Broken Lizard's Club Dread
Director : Jay Chandrasekhar
Screenplay : Broken Lizard
MPAA Rating : R
Year of Release : 2004
Stars : Bill Paxton (Coconut Pete), Jay Chandrasekhar (Putman), Steve Lemme (Juan), Paul Soter (Dave), Brittany Daniel (Jenny), Erik Stolhanske (Sam), Kevin Heffernan (Lars), Jordan Ladd (Penelope)
Thank God for Bill Paxton, the anchor of Broken Lizard’s Club Dread, a generally limp horror-comedy about a homicidal maniac loose on a paradisiacal resort island. Paxton plays Coconut Pete, an aging, one-time ’70s folk-rock star whose peculiar brand of stoner sing-along music was usurped by Jimmy Buffet. He has since moved full-time into entertaining at Pleasure Island, his own private resort island just off Costa Rica. In this role, Paxton provides virtually all the movie’s laughs with his washed-up party animal ethics and I-own-this-island-so-it-doesn’t-matter-what-I-look-like shaggy hair and hang-dog clothes; he’s a sad sack who’s too busy having a good time to notice.
Club Dread is the creation of Broken Lizard, a five-man comedy troupe who formed at Colgate College and earned national recognition when its first major film, Super Troopers (2001), was picked up at Sundance, became a modest theatrical hit, and has since developed a cult following on DVD. Not having seen Super Troopers, I can’t say whether Club Dread is a comic improvement for the group, but I can say that it’s not that funny, doesn’t break any new ground, and goes on for at least 20 minutes longer than it probably should. However, the fact that Broken Lizard feels the need to brand their movie in the same fashion as National Lampoon or Monty Python, despite their short tenure on the pop culture scene, suggests that they feel they are carving a real niche for themselves.
As a parody of horror movie conventions, Club Dread does get a few laughs. The filmmakers wisely choose not to spoof specific horror movies, since that well has pretty much been sucked dry by the three Scary Movie movies; instead, they focused on the basic tenets of the hack-n-slash formula, which of course involves lots of sex and lots of post-coital dismemberment. This allows the filmmakers to give us lots of sex and violence and then make fun of that sex and violence by making it just silly enough to transcend the generic constraints of seriousness.
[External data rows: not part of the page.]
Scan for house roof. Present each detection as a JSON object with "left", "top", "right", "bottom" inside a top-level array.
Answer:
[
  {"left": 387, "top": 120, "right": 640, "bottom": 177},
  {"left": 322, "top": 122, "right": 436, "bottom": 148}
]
Granted, some of the gore is surprisingly gory for a comedy, but without the unsparing over-the-topness of Monty Python’s blood-spurting Sam Peckinpah parodies. It exists in an uncomfortable middle ground between gore that is intended to gross you out and gore than is intended to make you laugh.
The five members of Broken Lizard play the central roles of the resort staff members. Jay Chandrasekhar, who also directed, plays Putman, the resort’s uptight, dreadlocked British tennis pro who longs for Jenny (Brittany Daniel), the aerobics guru who has slept with just about everyone on the island except Putman. Now she has her eye on Lars (Kevin Heffernan), the new pony-tailed masseur who knows more than a few erotic tricks of the trade. Steve Lemme plays Juan, the token Latin lover; Paul Soter is Dave, Coconut Pete’s nephew who doesn’t do much since he’s Pete’s nephew; and Erik Stolhanske is Sam, the leader of the “fun police.”
Most of the movie’s comedy is just too limp to be memorable, although Putman’s attempting to ward off the killer with tennis balls and Juan’s straight-faced explanation of how he wound up in prison are both comic highlights. As a whole, the movie goes on for so long in dragging out its “who’s the killer?” mystery plot that it starts to grate by the end. Luckily, Coconut Pete stays alive more than long enough to provide Bill Paxton with plenty of scenery to chew, which is about the only thing I can recommend. Just remembering his comically pained reaction to an overenthusiastic guest who joyfully cries out that he play “Margaritaville,” rather than his own hit, “Piña Coloda-burg,” almost makes having sat through the rest of the movie worth it.